Connaissez-vous Augustin Mouchot ? Si la réponse est non, c’est normal : l’histoire n’a pas retenu son nom, alors qu’il est, ni plus ni moins, l’inventeur de l’énergie solaire, et dans son nouveau roman, Miguel Bonnefoy nous raconte son existence, et la splendeur et décadence de son destin de son enfance à l’enthousiasme soulevé par son invention, et à sa retombée dans l’oubli, parce que cette invention n’était pas en phase avec son époque, sans doute trop en avance, et qu’on a préféré investir dans le charbon.

Un roman absolument passionnant, qui nous invite à découvrir une partie méconnue de l’histoire, et moi qui adore plus que tout apprendre de nouvelles choses, j’ai été servie.

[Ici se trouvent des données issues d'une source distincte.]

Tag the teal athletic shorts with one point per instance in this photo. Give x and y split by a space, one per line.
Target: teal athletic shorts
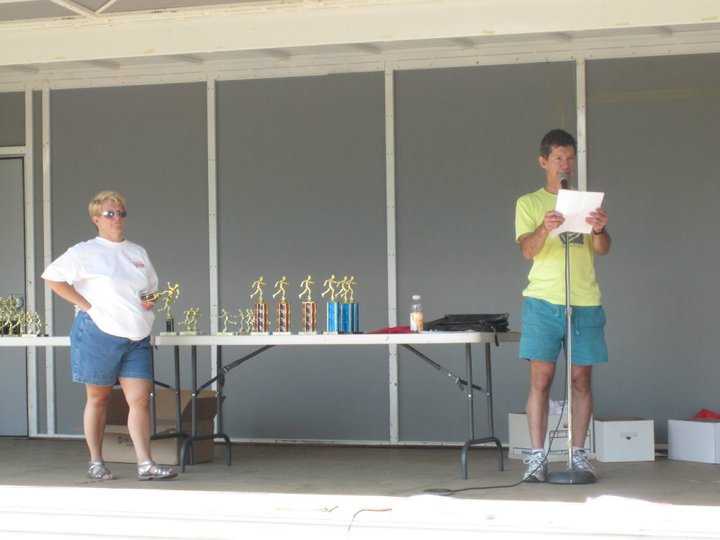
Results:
543 332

L’ensemble est porté par l’écriture savoureuse de Miguel Bonnefoy, qui m’avait déjà séduite avec Sucre Noir et j’ai donc pris un très vif plaisir à savourer (au soleil) ce roman solaire, initiatique, « icaresque et picaresque » comme le dit l’auteur lui-même. C’est le seul roman de la Rentrée littéraire que j’ai lu pour le moment et je ne sais pas si j’en lirai beaucoup d’autres, mais c’est un choix que je ne regrette pas ! A voir si on le retrouve dans les listes de prix (j’espère !).